So I have the following problem:
Find the the circumference of a melon, if the boundary line of the melon is a double cycloid and following equation describe the boundary line of the melon.
{x(t)=5 (t-sin(t)), y(t)=5(1-cos(t))} and
{x(t)=5 (t-sin(t)), y(t)=-5(1-cos(t))}
I have to give the following:
1) integrand for the one side of the melon: $$\ g(t)= $$ 2)indefinite integral for the half of the melon's circumference: $$\ C(t)= ... + C $$ 3) the circumference of the melon: $$\ C=$$
I don't know how to find the upper and lower bound. So it would be very helpful, if somebody could give me the equations to draw a graph in geogebra or in wolframalpha.
What I have found out: 1) integrand for the one side of the melon: $$\ g(t)=\sqrt{50-50cos(t)} $$
3) the circumference of the melon: it should be $$\ C=80$$, but if I take t from $ 0$ to $ 2\pi $ $\ g(t)=\sqrt{50-50cos(t)} $ the answer comes 0. What is wrong?
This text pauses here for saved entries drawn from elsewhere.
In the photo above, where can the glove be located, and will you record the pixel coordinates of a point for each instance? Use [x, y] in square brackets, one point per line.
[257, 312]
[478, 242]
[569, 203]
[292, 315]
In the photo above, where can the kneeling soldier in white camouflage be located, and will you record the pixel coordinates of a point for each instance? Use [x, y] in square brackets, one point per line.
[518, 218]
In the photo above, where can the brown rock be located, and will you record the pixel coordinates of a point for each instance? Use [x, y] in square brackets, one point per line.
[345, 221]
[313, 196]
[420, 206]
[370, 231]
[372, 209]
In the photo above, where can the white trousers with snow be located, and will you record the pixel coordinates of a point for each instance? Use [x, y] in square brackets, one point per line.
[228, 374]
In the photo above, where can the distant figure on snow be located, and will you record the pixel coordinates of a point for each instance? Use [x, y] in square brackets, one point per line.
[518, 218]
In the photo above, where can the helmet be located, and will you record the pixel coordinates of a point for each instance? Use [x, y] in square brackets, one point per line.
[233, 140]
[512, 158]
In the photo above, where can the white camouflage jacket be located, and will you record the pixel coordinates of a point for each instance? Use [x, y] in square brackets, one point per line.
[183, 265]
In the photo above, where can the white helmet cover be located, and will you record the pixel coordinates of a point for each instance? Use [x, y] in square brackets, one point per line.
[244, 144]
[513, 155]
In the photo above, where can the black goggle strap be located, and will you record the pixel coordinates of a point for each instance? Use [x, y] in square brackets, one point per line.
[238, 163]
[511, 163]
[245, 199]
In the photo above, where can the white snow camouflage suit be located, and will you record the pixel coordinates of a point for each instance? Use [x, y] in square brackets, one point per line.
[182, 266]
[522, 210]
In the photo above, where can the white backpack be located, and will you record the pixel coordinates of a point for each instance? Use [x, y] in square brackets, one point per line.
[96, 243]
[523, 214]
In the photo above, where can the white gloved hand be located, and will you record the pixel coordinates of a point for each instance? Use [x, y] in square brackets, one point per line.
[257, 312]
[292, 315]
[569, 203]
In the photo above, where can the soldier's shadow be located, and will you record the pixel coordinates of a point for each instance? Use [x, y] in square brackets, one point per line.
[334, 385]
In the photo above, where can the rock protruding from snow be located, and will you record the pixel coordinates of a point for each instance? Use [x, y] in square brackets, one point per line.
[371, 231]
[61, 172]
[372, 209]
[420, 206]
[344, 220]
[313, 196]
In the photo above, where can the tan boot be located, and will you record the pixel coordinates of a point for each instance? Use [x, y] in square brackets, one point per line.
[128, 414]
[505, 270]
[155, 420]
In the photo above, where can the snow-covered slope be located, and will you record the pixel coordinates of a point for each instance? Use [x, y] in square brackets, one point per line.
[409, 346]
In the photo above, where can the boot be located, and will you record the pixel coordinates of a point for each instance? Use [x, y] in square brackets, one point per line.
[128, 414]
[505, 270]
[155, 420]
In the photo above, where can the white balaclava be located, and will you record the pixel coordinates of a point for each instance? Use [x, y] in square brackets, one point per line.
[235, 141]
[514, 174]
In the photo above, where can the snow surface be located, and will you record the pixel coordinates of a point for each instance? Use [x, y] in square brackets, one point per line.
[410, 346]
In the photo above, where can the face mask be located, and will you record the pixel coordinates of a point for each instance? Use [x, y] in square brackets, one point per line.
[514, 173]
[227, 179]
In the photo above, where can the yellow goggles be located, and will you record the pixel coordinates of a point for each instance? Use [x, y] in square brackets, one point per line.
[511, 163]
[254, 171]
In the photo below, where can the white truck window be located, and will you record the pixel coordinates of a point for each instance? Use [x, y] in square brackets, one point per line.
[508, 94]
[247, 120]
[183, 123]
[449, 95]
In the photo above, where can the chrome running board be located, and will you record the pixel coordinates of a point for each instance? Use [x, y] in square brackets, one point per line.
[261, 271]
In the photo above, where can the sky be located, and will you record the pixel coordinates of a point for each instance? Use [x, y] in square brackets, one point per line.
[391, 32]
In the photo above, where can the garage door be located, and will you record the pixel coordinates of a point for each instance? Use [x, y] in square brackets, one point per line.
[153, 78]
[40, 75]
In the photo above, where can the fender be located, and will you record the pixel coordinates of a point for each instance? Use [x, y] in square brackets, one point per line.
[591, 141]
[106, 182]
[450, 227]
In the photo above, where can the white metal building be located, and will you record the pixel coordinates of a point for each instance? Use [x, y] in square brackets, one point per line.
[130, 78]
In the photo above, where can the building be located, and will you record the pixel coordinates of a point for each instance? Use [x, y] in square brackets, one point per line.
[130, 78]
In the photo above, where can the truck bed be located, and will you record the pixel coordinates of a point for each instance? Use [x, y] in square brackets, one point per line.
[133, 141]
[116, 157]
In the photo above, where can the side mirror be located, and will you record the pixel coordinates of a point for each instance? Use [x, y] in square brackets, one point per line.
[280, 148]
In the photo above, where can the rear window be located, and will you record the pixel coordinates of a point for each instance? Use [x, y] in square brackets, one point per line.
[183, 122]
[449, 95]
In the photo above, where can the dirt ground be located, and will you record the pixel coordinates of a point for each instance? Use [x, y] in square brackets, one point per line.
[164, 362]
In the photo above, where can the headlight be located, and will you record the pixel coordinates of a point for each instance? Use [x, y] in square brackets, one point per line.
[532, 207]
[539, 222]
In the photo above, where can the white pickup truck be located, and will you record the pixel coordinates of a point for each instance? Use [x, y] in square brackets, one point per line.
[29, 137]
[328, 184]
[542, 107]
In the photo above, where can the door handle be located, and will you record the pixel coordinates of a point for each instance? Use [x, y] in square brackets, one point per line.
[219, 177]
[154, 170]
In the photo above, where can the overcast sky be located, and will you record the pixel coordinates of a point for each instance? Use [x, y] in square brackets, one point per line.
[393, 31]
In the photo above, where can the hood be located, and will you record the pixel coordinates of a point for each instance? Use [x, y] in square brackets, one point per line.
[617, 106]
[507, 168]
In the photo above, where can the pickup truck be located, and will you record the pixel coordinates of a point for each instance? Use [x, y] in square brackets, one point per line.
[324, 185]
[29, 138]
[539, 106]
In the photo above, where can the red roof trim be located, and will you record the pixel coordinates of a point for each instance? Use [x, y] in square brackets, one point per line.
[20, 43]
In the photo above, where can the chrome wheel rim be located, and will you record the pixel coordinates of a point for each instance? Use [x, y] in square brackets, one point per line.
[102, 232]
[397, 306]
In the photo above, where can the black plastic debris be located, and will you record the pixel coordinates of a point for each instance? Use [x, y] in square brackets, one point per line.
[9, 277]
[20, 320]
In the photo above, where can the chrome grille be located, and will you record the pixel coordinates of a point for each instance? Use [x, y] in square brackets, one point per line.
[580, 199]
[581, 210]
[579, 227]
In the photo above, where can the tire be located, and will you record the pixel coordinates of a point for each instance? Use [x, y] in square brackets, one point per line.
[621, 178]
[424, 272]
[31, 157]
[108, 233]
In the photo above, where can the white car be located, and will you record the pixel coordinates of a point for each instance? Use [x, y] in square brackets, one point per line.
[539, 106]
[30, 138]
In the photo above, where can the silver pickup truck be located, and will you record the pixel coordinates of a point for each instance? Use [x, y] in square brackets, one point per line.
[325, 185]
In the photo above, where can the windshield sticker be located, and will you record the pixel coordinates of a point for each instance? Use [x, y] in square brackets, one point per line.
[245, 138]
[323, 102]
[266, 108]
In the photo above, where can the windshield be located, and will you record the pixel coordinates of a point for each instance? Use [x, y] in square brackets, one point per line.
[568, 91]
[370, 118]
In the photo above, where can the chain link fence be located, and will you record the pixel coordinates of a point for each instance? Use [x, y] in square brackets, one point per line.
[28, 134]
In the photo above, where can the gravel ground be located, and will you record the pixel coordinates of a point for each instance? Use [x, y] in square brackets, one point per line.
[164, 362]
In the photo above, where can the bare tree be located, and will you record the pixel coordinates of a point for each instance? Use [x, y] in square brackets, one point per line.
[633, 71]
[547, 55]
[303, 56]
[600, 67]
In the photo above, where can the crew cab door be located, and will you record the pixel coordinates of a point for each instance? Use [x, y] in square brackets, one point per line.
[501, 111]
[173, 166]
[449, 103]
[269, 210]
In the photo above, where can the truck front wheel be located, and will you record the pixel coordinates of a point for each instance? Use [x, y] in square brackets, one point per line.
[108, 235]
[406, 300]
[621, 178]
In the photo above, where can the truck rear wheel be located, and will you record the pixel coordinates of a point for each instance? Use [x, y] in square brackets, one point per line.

This might help, so I am going to put it here. Calculate the length of a cycloid curve with a radius of 5 inches. The cycloid parametric equations are $x(t)=r(t-sin(t))$ and $y(t)=r(1-cos(t))$. $$f(t)=\sqrt{\left(\frac{dx}{dt}\right)^{2}+\left(\frac{dy}{dt}\right)^{2}}dt=\sqrt{r^{2}(t-sin(t))^{2}+r^{2}(1-cos(t))^{2}}dt$$ $$=r\cdot\sqrt{2-2cos(t)}dt$$ Normally, I would stop at this point and integrate, but this can be beneficially simplified using a trig identity. $cos(\theta)=1-2sin^{2}(\theta/2)$ Factoring the radical gets $\sqrt{2(1-cos(t)).}$ Applying the identity gets $\sqrt{2(1-(1-2sin^{2}(t/2))}=\sqrt{4sin^{2}(t/2)}=2sin(\frac{t}{2})$. $$f(t)=r\cdot2sin(\frac{t}{2})dt$$ This last eqn is a great deal easier to integrate. $$\int_{0}^{2\pi}r\cdot2sin(\frac{t}{2})dt=-r\cdot4cos(\frac{t}{2})\Big|_{0}^{2\pi}=8r$$